What are some more unwritten rules?


----------



## woodys737 (Dec 31, 2005)

Here's a good link posted by creakyknees some time ago. Not all rules per se but you get the idea: http://www.cyclingtips.com.au/cycling-tips/


----------



## foto (Feb 7, 2005)

if you attack out of a select group at a critical part of a climb, the race is on.

If you _then_ drop your chain, that's just too bad. See above, the race is on...


----------



## onefascruzan (Dec 28, 2006)

If you're in a break and don't do any work then you will (and should) be attacked.


----------



## Creakyknees (Sep 21, 2003)

If we tell you the unwritten rules in an online forum, then they would become written, wouldn't they? 

Can't have that. Omerta.


----------



## LostViking (Jul 18, 2008)

woodys737 said:


> Here's a good link posted by creakyknees some time ago. Not all rules per se but you get the idea: http://www.cyclingtips.com.au/cycling-tips/


Lots of good stuff here, but no direct answer to the OPs question that I can see.

The problem with unwritten rules is that following them is a matter of will - respect for tradition as well as situational reasoning (and available information) - many of the "un-written" rules are actually more like traditions. As is common with traditions, they often bare more wieght with the older population than the younger.
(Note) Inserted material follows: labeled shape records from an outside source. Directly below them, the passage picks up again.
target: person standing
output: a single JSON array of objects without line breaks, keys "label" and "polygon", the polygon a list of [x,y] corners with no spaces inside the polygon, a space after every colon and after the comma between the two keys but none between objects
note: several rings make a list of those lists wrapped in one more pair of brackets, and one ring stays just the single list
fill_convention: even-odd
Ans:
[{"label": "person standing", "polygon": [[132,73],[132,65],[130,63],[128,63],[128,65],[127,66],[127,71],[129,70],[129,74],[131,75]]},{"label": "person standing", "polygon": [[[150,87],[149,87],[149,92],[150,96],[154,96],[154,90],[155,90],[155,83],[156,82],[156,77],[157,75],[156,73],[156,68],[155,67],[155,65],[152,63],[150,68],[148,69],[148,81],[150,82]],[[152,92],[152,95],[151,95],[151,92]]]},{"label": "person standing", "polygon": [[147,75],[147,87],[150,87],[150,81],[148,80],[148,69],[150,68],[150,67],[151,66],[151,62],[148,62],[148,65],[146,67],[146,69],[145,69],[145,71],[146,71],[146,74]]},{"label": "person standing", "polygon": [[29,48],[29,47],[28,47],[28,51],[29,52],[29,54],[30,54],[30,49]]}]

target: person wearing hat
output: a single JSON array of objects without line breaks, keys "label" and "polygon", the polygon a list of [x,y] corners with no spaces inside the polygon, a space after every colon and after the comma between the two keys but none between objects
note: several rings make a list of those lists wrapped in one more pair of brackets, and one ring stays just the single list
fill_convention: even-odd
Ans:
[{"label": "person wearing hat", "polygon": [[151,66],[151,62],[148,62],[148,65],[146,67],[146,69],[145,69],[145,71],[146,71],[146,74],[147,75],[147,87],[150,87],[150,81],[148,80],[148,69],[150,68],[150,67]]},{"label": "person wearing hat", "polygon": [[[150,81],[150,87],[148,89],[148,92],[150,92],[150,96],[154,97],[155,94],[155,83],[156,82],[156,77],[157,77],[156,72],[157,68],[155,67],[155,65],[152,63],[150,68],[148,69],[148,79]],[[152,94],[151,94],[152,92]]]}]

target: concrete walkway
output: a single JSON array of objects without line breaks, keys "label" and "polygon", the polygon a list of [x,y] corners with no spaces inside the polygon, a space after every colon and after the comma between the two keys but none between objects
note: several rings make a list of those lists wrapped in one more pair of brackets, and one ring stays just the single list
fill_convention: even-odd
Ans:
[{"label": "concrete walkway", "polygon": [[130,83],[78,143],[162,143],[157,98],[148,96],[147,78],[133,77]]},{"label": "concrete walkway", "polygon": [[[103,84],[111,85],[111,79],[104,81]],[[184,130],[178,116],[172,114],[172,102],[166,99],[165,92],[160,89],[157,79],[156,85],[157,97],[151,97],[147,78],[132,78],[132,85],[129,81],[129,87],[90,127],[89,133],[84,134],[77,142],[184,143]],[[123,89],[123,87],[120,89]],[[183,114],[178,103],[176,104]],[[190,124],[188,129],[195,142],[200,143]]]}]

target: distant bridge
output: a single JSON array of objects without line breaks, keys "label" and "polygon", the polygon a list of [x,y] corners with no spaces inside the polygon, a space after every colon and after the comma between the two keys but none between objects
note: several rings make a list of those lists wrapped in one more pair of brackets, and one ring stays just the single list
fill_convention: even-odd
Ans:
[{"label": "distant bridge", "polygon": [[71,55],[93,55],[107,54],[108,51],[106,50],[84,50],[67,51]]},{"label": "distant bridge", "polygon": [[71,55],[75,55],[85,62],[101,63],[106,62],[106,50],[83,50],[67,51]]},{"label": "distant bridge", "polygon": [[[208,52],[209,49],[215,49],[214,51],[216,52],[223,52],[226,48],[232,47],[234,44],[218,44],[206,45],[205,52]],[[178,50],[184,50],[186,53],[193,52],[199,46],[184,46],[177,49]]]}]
For example, "Chaingate" or other simulare situations in which the race leader has a mechanical or is involved in a crash (Valverde in this year's Veulta). The un-written rule is that you slow down and effectivly "neutralize" the race until the leader's jersey rejoins the group. In recent years, I have seen this widely ignored - riders now see this as an racing opprutunity, not a sportsmanship obligation.

So, whatever one cites as the "unwritten rules" may already be outdated and no longer relevent to today's racing.


----------



## pr0230 (Jun 4, 2004)

*No sharing dirty Needles*

When doing EPO, do not share dirty needles!
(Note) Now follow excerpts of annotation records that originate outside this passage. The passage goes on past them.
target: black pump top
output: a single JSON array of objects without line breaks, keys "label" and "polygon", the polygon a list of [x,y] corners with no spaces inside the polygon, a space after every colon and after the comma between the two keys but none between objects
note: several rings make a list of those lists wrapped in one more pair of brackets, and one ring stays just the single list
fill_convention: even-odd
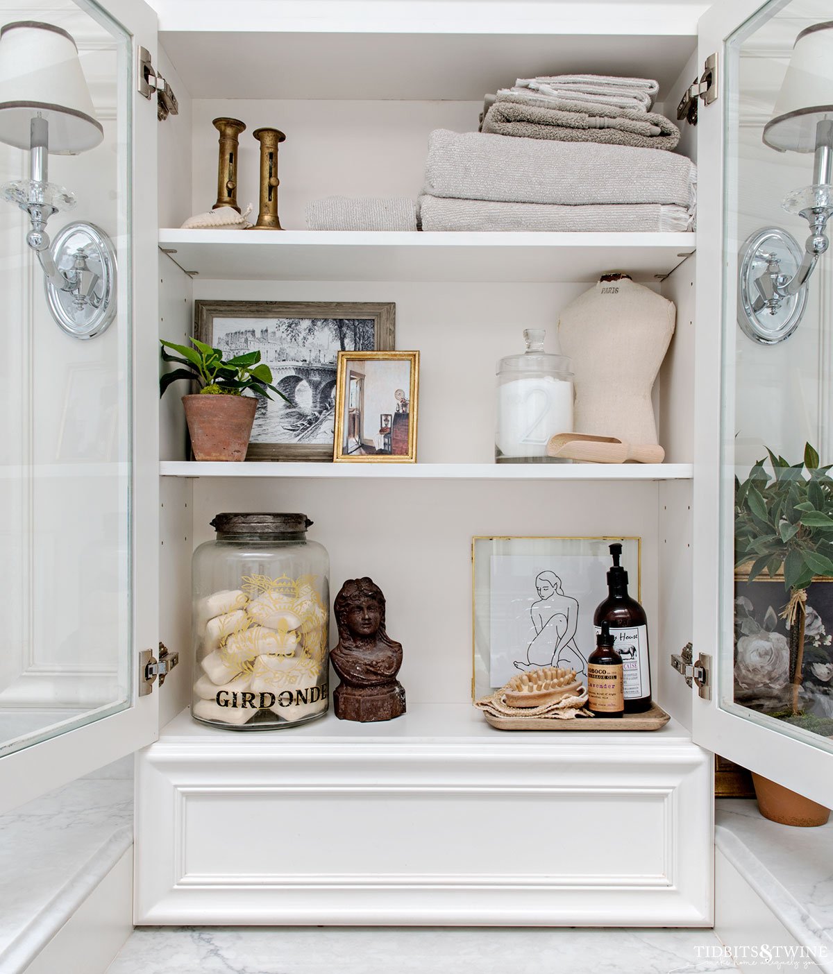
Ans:
[{"label": "black pump top", "polygon": [[627,585],[627,572],[619,564],[622,557],[622,544],[619,542],[610,545],[610,553],[613,558],[613,568],[607,573],[607,583],[611,588],[623,588]]},{"label": "black pump top", "polygon": [[601,632],[596,636],[596,646],[612,647],[616,639],[610,634],[610,622],[604,619],[599,627]]}]

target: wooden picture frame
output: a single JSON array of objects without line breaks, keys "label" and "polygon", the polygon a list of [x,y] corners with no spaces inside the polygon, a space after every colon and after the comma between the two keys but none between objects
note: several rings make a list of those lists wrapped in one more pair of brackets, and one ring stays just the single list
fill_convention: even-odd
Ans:
[{"label": "wooden picture frame", "polygon": [[[246,460],[332,461],[338,354],[393,350],[396,307],[392,301],[194,302],[196,338],[224,355],[258,349],[274,385],[293,399],[290,406],[274,394],[258,402]],[[244,327],[246,321],[254,323]]]},{"label": "wooden picture frame", "polygon": [[[407,370],[393,367],[400,362]],[[419,352],[339,352],[335,463],[416,463],[418,415]]]}]

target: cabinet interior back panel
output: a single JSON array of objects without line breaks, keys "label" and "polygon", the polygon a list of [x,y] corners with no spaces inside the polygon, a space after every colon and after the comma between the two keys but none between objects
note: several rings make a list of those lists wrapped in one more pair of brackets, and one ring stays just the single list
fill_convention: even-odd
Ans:
[{"label": "cabinet interior back panel", "polygon": [[[626,266],[622,269],[626,270]],[[609,269],[601,267],[599,273],[605,270]],[[194,297],[395,302],[397,349],[420,351],[417,459],[432,464],[486,464],[494,460],[498,359],[523,352],[524,328],[546,329],[547,351],[556,352],[559,313],[588,286],[587,283],[435,281],[201,281],[197,278]],[[655,388],[655,393],[658,392],[659,380]],[[615,395],[616,390],[611,390],[611,394]],[[658,404],[659,397],[655,394],[655,408]],[[663,445],[668,449],[668,444]],[[691,457],[679,455],[676,460],[690,463]]]},{"label": "cabinet interior back panel", "polygon": [[[404,649],[399,679],[408,699],[463,703],[471,699],[473,536],[640,536],[656,672],[657,501],[652,482],[197,480],[193,539],[213,538],[209,521],[220,511],[307,514],[310,537],[329,550],[331,596],[363,576],[384,591],[389,635]],[[186,586],[183,579],[182,598]]]}]

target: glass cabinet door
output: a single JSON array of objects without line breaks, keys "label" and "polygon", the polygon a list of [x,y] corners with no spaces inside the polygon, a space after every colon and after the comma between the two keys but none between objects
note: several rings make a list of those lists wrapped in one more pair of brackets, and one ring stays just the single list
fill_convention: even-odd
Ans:
[{"label": "glass cabinet door", "polygon": [[[733,0],[707,15],[700,39],[714,48],[700,52],[720,53],[722,108],[700,106],[699,132],[699,258],[713,247],[699,259],[699,324],[720,328],[698,363],[696,506],[715,538],[698,573],[714,580],[717,619],[700,628],[712,698],[696,698],[695,727],[818,801],[831,788],[810,794],[807,762],[833,752],[831,16],[829,0]],[[713,407],[704,389],[718,379]]]},{"label": "glass cabinet door", "polygon": [[[156,386],[136,367],[154,337],[135,333],[137,320],[155,321],[156,295],[133,286],[155,246],[139,236],[133,203],[146,150],[152,193],[142,205],[155,221],[156,107],[134,96],[130,20],[146,8],[105,6],[0,0],[0,772],[24,770],[14,759],[26,750],[103,722],[98,743],[84,737],[95,767],[99,752],[103,761],[143,743],[151,723],[142,717],[138,732],[133,715],[128,733],[115,719],[137,707],[138,639],[155,645],[155,605],[149,624],[136,618],[155,568],[147,541],[136,544],[155,539],[155,510],[150,523],[143,512],[148,500],[155,507],[156,479],[150,498],[138,487],[155,465],[156,431],[137,435],[134,416]],[[150,46],[147,22],[140,43]],[[13,117],[12,102],[30,117]],[[140,125],[138,110],[151,116]],[[141,148],[139,128],[154,135]],[[40,253],[37,205],[51,241]],[[155,427],[152,404],[145,415]]]}]

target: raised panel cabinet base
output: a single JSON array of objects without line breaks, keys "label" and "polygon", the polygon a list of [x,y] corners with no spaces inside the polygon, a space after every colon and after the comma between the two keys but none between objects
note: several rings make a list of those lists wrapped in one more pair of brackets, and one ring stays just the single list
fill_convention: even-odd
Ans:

The taking of cycling enhancing drugs should be done in private and not in group sessions

Always deny for many years to get a 6 month suspension. 

Sorry could not help myself.


----------



## tlg (May 11, 2011)

What's your phone number?

How do you expect us to write down unwritten rules?


----------



## thehook (Mar 14, 2006)

foto said:


> if you attack out of a select group at a critical part of a climb, the race is on.
> 
> If you _then_ drop your chain, that's just too bad. See above, the race is on...


BINGO!!!!! We have a winner! Thank You>>>> Someone who actually gets it!


----------



## foto (Feb 7, 2005)

I feel like it was the same with Valverde at the Vuelta. It was go time, no waiting because of a crash.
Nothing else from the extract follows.